Выделялось, естественно, выступление Ильи Эренбурга – писателя, который исключительно чутко реагировал на любые повороты и даже изгибы сталинской и послесталинской политики: власти множество раз использовали его слово, чтобы «довести до сведения» своих сограждан и «мировой общественности» важные для верхов позиции. Вот и на этот раз Эренбург сказал: «Сейчас, когда мы вспоминаем творчество большого советского трагика Соломона Михоэлса, где-то далеко рвутся бомбы и снаряды: то евреи молодого государства защищают свои города и села от английских наемников. Справедливость еще раз столкнулась с жадностью. Кровь людей льется из-за нефти. Я никогда не разделял идей сионизма, но сейчас речь не об идеях, а о живых людях. ‹…›

О чем всю жизнь говорил Михоэлс? О дружбе советского народа и евреев всего мира, настоящих евреев, – не отщепенцев, которые преданы золотому тельцу Америки, не еврейских фашистов, есть и такие, но еврейских тружеников.

Поговорим о людях труда и доблести.

Ответ Вячеслава Михайловича Молотова на просьбу о признании нового государства Израиль наполнил надеждой и радостью сердца защитников Палестины. Я убежден, что в старом квартале Иерусалима, в катакомбах, где сейчас идут бои, образ Соломона Михайловича Михоэлса, большого советского гражданина, большого художника, большого человека, вдохновляет людей на подвиги»[19].

Попробуем отвлечься от типичной советской риторики, от режущей слух цветистости стиля, от неуместного – для вечера памяти убиенного артиста – предложения «поговорить о людях труда и доблести», единственным представителем которых назван Вячеслав Михайлович Молотов.
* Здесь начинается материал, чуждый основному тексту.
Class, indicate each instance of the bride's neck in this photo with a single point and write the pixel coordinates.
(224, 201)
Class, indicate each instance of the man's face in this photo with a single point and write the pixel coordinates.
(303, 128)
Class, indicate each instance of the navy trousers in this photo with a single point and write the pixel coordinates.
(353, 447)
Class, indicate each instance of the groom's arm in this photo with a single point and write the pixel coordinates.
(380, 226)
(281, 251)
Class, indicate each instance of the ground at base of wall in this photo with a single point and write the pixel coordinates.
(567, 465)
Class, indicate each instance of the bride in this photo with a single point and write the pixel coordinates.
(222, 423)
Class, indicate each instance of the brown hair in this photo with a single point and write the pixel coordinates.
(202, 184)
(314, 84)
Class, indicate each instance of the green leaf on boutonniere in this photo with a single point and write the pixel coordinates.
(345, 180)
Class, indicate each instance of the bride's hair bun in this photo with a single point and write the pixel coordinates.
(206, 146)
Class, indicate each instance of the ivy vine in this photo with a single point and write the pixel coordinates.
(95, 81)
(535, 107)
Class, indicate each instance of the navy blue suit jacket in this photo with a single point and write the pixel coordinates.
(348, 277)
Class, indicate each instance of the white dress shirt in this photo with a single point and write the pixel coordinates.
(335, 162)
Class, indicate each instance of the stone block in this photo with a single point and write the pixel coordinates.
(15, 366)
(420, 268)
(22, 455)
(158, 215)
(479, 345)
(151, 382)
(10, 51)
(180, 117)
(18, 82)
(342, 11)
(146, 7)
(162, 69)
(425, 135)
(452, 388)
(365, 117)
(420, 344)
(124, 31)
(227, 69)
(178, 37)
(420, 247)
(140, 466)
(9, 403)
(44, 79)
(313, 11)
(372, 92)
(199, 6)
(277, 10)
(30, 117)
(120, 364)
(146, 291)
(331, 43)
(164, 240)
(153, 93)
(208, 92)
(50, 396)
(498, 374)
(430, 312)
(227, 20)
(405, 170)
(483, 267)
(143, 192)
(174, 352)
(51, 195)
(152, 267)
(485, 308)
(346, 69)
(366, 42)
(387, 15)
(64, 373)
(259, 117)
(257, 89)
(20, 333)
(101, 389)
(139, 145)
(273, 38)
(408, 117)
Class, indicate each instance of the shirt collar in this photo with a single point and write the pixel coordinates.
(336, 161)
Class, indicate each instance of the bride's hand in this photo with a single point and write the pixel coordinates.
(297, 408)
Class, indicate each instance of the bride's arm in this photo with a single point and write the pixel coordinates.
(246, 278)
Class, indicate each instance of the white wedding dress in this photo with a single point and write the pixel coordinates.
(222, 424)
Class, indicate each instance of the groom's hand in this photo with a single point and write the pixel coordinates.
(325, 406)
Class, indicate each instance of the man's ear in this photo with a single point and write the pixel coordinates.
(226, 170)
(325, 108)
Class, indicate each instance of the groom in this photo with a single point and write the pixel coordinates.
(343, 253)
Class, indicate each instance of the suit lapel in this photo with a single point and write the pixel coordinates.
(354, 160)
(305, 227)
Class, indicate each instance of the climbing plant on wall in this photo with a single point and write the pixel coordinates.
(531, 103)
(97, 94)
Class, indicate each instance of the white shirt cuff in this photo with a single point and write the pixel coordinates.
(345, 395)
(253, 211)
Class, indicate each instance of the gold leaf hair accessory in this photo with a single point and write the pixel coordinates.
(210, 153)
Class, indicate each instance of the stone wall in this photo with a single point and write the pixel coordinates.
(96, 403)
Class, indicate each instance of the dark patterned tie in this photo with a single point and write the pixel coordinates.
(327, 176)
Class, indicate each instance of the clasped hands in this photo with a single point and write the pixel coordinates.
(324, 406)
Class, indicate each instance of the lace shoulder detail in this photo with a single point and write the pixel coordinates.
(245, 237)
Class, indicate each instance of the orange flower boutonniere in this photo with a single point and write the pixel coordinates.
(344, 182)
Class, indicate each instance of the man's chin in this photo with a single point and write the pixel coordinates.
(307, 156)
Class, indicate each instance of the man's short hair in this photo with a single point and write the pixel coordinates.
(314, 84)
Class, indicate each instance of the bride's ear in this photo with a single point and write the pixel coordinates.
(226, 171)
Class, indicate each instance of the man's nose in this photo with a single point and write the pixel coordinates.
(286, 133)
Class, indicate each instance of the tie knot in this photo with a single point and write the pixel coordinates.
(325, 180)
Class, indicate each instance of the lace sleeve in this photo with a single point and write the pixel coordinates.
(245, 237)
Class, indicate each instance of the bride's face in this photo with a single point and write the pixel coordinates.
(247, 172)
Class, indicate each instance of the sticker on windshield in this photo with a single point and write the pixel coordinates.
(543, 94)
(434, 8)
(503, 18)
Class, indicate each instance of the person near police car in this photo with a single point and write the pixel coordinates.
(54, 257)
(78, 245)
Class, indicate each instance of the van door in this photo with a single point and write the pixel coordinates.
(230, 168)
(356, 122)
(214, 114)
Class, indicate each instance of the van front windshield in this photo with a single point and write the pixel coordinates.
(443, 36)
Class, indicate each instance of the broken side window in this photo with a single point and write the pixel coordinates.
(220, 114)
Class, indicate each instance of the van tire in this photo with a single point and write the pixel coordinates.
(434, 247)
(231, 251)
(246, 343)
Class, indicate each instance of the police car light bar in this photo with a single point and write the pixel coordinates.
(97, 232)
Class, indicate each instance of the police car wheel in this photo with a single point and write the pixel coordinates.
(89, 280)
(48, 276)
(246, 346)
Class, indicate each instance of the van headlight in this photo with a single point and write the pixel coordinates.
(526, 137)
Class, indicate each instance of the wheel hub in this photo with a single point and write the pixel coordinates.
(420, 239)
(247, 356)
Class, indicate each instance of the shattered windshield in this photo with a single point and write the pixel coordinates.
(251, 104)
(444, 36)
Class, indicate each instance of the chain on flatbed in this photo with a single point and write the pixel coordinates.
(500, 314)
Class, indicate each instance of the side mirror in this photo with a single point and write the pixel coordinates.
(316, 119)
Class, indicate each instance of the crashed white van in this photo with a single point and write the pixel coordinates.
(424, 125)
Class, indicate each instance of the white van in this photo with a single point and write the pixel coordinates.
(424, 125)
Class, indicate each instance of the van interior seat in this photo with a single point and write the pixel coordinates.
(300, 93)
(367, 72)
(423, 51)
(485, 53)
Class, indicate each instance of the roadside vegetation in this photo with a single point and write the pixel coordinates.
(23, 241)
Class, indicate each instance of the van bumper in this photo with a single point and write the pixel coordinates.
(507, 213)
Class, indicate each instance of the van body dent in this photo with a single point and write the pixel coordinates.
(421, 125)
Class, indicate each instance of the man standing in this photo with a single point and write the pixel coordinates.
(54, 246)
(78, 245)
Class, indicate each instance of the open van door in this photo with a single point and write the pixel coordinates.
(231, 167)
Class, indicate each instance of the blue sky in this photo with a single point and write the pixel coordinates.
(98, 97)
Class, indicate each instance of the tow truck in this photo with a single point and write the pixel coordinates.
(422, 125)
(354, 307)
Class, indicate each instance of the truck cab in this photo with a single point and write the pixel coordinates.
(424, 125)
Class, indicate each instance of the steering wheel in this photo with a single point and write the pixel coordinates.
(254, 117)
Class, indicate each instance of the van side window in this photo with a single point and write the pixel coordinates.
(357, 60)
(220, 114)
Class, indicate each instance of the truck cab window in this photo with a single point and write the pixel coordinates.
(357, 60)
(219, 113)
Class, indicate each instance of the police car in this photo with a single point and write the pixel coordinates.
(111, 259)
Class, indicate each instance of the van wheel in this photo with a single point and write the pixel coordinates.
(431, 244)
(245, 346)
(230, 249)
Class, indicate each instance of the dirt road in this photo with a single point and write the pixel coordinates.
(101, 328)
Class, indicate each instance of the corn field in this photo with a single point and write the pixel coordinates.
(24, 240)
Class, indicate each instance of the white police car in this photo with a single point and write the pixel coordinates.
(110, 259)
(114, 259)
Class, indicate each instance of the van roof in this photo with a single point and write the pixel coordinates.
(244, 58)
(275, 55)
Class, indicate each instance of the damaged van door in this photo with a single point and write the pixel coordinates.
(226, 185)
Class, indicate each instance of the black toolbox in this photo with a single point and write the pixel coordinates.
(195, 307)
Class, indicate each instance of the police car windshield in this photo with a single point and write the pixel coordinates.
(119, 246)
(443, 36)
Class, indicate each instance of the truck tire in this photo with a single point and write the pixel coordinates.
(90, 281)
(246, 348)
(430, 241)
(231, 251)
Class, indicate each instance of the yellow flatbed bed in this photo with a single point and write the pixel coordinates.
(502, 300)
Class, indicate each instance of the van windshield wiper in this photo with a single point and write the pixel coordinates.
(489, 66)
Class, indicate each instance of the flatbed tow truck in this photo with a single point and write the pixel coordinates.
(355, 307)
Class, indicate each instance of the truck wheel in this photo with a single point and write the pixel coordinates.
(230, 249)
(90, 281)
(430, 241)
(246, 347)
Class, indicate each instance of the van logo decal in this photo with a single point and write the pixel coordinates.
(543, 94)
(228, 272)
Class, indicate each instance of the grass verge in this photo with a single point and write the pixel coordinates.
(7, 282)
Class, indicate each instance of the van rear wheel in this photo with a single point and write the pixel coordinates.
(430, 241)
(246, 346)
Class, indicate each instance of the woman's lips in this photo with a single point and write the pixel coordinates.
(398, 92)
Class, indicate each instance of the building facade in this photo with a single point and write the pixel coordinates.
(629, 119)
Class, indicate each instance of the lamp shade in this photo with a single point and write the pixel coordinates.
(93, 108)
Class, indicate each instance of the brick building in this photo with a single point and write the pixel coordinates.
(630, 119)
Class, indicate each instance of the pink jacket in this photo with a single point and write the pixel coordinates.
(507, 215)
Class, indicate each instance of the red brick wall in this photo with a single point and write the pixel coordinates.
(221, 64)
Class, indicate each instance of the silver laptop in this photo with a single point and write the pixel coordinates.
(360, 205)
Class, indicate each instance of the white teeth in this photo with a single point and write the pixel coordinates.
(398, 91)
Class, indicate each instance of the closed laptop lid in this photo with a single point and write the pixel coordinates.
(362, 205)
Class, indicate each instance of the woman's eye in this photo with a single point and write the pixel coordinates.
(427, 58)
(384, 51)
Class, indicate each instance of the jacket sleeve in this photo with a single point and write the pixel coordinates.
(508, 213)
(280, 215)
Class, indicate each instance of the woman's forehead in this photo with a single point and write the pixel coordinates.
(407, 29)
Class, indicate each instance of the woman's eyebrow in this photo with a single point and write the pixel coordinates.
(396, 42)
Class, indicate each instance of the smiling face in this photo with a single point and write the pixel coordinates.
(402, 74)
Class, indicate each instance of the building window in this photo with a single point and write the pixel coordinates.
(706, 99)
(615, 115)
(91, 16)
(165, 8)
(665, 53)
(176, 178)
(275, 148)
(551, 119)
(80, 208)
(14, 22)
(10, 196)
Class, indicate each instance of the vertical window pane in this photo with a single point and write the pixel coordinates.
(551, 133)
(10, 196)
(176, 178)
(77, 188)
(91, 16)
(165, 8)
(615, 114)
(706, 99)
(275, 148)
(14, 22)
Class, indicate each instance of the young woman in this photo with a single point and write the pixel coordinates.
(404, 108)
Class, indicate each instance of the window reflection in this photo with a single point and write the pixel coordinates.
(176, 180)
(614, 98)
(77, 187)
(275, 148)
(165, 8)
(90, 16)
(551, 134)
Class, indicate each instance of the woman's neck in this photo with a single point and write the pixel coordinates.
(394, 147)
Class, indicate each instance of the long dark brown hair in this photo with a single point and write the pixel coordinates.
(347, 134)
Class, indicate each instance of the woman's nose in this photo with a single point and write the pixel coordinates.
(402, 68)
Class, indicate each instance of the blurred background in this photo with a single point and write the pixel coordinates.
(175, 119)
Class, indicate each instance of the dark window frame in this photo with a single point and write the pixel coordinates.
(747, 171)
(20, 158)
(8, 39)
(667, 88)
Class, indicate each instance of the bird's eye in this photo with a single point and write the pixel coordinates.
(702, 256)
И даже от назойливого напоминания про героический поступок этого доблестного товарища, милостиво согласившегося признать новорожденный Израиль. Сверхзадача эренбурговской речи, спущенная оратору с самых верхов, в которые он был вхож, до прозрачности очевидна: Михоэлса надо было отделить от «отщепенцев» и «еврейских фашистов», представить в качестве «настоящего еврея» и «большого советского гражданина».

Текст этого выступления фактически служит документальным подтверждением той версии, которую я услышал в конце восьмидесятых годов от Владимира Ивановича Теребилова, тогдашнего председателя Верховного суда СССР. В сороковые-пятидесятые он находился на руководящей работе в органах прокуратуры, позже – в центральном аппарате прокуратуры СССР. Короткий период хрущевской «оттепели» дал ему возможность заглянуть в некоторые секретные папки и выслушать рассказы коллег, так или иначе причастных к разным темным делам. По словам Теребилова, первоначальный замысел был таким: Михоэлса убилн сионисты за то, что он отказался войти в число заговорщиков-террористов, оставшись честным советским патриотом.

Тогда его бы канонизировали, громя именем «настоящего еврея» – евреев не настоящих: «фашистов» и «отщепенцев». Была бы достигнута двойная цель: реализованное сталинское «решение еврейского вопроса» исключало бы вместе с тем обвинение в антисемитизме, причем доказательством отсутствия такового служила бы тень убиенного Михоэлса: Сталин уготовил ему не только мученическую смерть, но и гнусное издевательство над его памятью.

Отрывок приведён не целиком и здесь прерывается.